Hepatitis B is caused by a virus. It is highly contagious and attacks the liver. Hepatitis A and B are very similar when it comes to symptoms. They are both acute and can last up to six months. However, hepatitis B can also become chronic. The incubation period for hepatitis B is longer as well. Although the infection can be spread in the same manner, the cause is different. Keep reading to learn more about hepatitis B along with its causes and treatments.
If you have been infected with the hepatitis B virus, you can experience symptoms anywhere from one to four months later. Even after the infection clears, you can still exhibit symptoms for up to two weeks. Symptoms of hepatitis B can range from mild to severe and may include fever, weakness, fatigue, and loss of appetite along with nausea and vomiting.
Another common sign of hepatitis B is joint pain or abdominal pain, especially on the upper right side underneath the ribs where the liver is located. Jaundice, which is characterized by yellowing of the skin and the whites of your eyes is another symptom of the liver infection. However, some people, mostly young children, might experience any symptoms at all.
You might already know you were exposed to the contagious virus, in which case you should contact the doctor immediately. You can take a preventive treatment within the first 24 hours of contact that might lower the chance of infection. If you are unsure of your condition, but experience any of the signs or symptoms previously mention then visit your doctor as soon as possible.
A virus known as HBV causes hepatitis B. It is very contagious, but not spread through coughing or sneezing. Rather, it is spread through blood, semen, or bodily fluids. Therefore, sexual contact with someone who has the virus whether it is via saliva, semen, or other secretions, can allow the virus to enter your body. A pregnant woman infected with HBV can also pass the virus onto her baby during childbirth.
Other causes of hepatitis B involve sharing needles. Using contaminated syringes can spread the infection whether it is through drug use or an accidental needle stick. Health care workers and others around blood have a higher risk of contracting the infection. It is essential to always use clean needles and never share them with anyone else.

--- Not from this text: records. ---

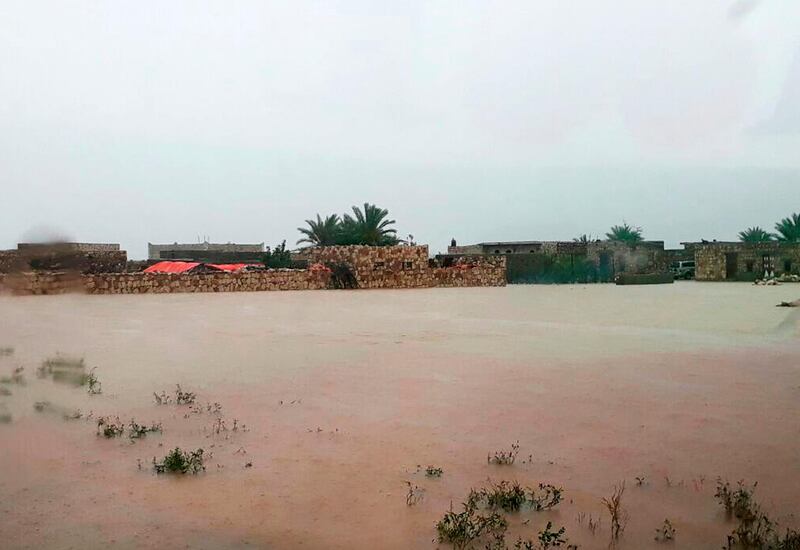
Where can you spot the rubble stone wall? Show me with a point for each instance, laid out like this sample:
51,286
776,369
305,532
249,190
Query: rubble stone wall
408,267
254,281
750,261
635,258
373,267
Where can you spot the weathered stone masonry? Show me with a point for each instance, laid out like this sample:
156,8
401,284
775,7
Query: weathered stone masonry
384,267
721,261
408,267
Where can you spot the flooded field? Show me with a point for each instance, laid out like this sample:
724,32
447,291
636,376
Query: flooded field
314,410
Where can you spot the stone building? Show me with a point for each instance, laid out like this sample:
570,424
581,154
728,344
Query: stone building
206,252
69,256
571,261
737,261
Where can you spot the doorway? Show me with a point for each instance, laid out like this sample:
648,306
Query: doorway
731,265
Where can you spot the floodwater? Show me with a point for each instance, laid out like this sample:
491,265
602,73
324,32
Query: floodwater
342,394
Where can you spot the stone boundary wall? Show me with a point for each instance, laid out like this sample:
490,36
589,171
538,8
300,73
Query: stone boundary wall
377,266
405,266
160,283
484,272
373,267
751,260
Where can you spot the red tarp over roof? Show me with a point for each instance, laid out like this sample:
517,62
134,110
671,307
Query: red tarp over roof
228,267
171,267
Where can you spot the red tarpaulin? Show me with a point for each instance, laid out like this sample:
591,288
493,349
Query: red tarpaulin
171,267
228,267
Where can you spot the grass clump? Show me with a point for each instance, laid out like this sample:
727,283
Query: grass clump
181,397
93,385
755,530
414,495
619,517
137,431
17,377
737,503
504,458
666,532
512,497
179,461
463,528
433,472
110,428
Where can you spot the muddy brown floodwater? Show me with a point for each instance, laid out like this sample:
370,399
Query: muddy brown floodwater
343,394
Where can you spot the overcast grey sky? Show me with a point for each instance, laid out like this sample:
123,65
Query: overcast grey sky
160,121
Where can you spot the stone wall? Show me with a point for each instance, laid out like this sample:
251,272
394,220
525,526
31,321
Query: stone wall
377,266
408,267
159,283
373,267
638,258
253,281
741,261
482,272
80,257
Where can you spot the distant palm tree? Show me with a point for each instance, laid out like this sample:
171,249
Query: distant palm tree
368,226
755,235
789,229
625,233
321,232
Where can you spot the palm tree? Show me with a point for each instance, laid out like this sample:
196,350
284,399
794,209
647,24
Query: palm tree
368,226
754,235
788,229
321,232
625,233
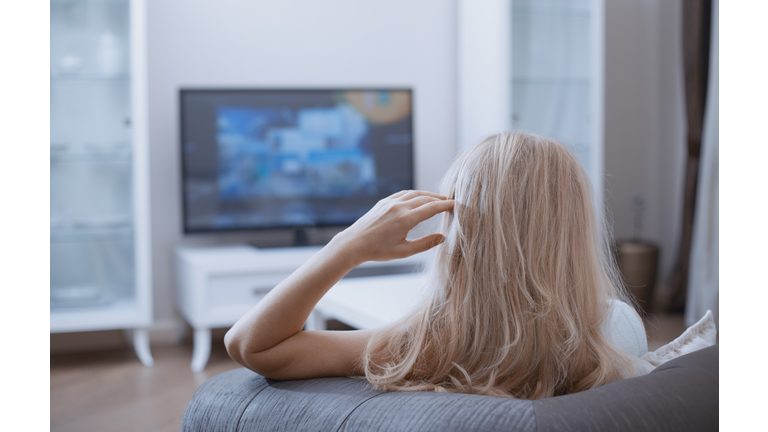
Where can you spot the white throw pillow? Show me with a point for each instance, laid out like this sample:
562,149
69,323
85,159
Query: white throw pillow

There are two types of HBV. Acute is a short-lived version of the infection that lasts less than six months. On the other hand, a long-lasting condition is known as chronic hepatitis B. The infection is longer than six months and lingers. It can last a lifetime and lead to more serious liver illnesses. Infants or children under the age of five who get hepatitis B have a higher chance of developing chronic hepatitis B. It can even go undetected and undiagnosed for decades.
Blood tests, ultrasounds, or biopsies may be performed to diagnose the virus. Even if you are not experiencing any symptoms of hepatitis B, your doctor may test to ensure you are healthy. Screening for healthy people is usually recommended for pregnant women, drug users, people with many sexual partners, and those with HIV. If you travel to certain areas of the world, you might want to be tested. People who receive kidney dialysis or take certain medications can also be screened for HBV.
There is a vaccine for hepatitis B. However; if you were not vaccinated and know you were exposed to the virus, then you can get an injection of immunoglobulin, an antibody, within 12 hours of exposure. That way, you might not get sick with the infection. This treatment only helps for that one time, so you should consider getting vaccinated for long-term protection.
Short-lived hepatitis B should go away on its own within six months or less. You will not receive any specific treatment for the infection. However, you can make yourself more comfortable by getting extra rest, drinking more fluids, and eating proper nutrition so your body can fight off the virus. If you have severe symptoms or become dehydrated, you may need to stay in the hospital for a couple of days.
If you are diagnosed with chronic HBV, then you will need lifelong treatment. That way, you can reduce the chance of developing liver disease and passing the virus to other people. Treatment may include antiviral medication, which is taken orally. Interferon injections are another option, which is used for children or pregnant women and is a man-made version of a substance naturally produced in the body to fight the virus. The last treatment for chronic hepatitis B is a liver transplant. This is only recommended if your liver is severely damaged.